Later in the Gospel narrative, when referring to himself as the Good Shepherd, Jesus states that the purpose for which he has come into the world is to give us this life, life in all its fullness. John insists, as we have seen, that we share that life already. It is not only the subject of promise and hope, a thing of the future, linked with last day resurrection and judgement (everlasting life, like eternal rest). It is a present fact. It is the life of the beyond, of the age to come, participated in now. There is in the Fourth Gospel a strong emphasis on this now; scholars call it realised eschatology. With regard to both eternal life/resurrection and judgement, John sometimes speaks about the future too, with reference to the last days. But he tends to lay greater emphasis on realised eschatology - life and judgement as present realities.
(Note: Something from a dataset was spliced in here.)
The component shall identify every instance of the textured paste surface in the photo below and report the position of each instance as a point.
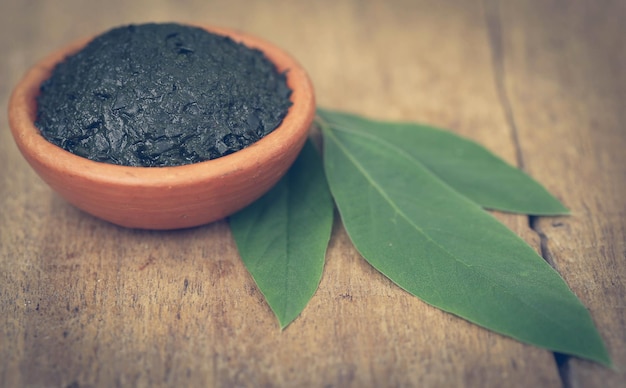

As the discourse continues, Jesus introduces the symbolism of light and darkness. He indicates that the veil of darkness covers both good and bad people. When the light comes, it exposes the true character of each. The identity of the wicked becomes manifest in that they prefer to remain in the dark so as not to be detected. Those people who are good and genuine welcome the light and emerge from the shadows into the open. The presence of the light brings both liberation and judgement. A decision has to be made, a choice between the light which Jesus brings, offering life and salvation, and the darkness of unbelief, rejection and sin, which leads to judgement, which is the dark, reverse side of God's eschatological act of love and redemption. The key criterion is belief in Jesus. Judgement is not the act of the Father or Jesus, nor is it a future event at the end. For John, we judge ourselves now in the present, by our response to Jesus, the light. The Evangelist is not simply generalising here; the tenses suggest that he is referring to historical choices in the ministry of Jesus and the life of the Church. But the coming of the light remains a perpetual challenge to subsequent generations.

The season of Lent enables us to prepare for the celebration of the lifting up of Jesus, the liturgical re-presentation of his death and resurrection. This is the triumph of light over darkness. In Lent we are invited to look at the darkness in our own lives and hearts, and ask the Lord to dissipate that darkness with his light. There are, we know, areas of our being, dimensions of our selfhood, aspects of our living, which the light has not yet penetrated. There is a shadow side of our personality, a darkness which seeks to overcome the light. There may even be pockets of darkness which we prefer to defend and perpetuate. Despite the enlightenment which comes our way, we may still fail to learn and understand. We can make wrong judgements, be narrow and closed in our attitudes. We can take wrong turnings on our journey, walking uncertainly in the shadows. We can still be blind, at least sometimes and in some areas of life. And there is much darkness in our wider world: lies and deception; oppression, violence and injustice; greed, hatred and prejudice. There are elements of darkness in our church and in our communities. We long for the explosion of light which is Easter.

The uplifting of Jesus is the supreme revelation of God's love. Lent is above all else a time in which we are encouraged to ponder that love. It is the love which brought me into existence and which sustains me in being. It is a love which sent Jesus into our world as one of us, to share our human experience. It is a love which through him has drawn us into the life of God, so that we are always in the heart of God, wherever we are and whatever we are doing. There is another dimension to every aspect of our existence. Unfortunately, we can easily lose sight of this, and live life on the surface. Lent can be an exciting time of discovery, a discovery which can transform our lives.

Television the other evening brought pictures of the coral reef which is being destroyed by the increase of acid in the seas caused by excessive carbon dioxide. This is part of the wider scene of global warming with which we are becoming familiar. Yet all this is the world which God so loves, the world which God embraced when the Word became flesh, the place where that Word pitched his tent. Perhaps Lent this year is a wake-up call to us to take environmental issues much more seriously as an aspect of our response to God's love.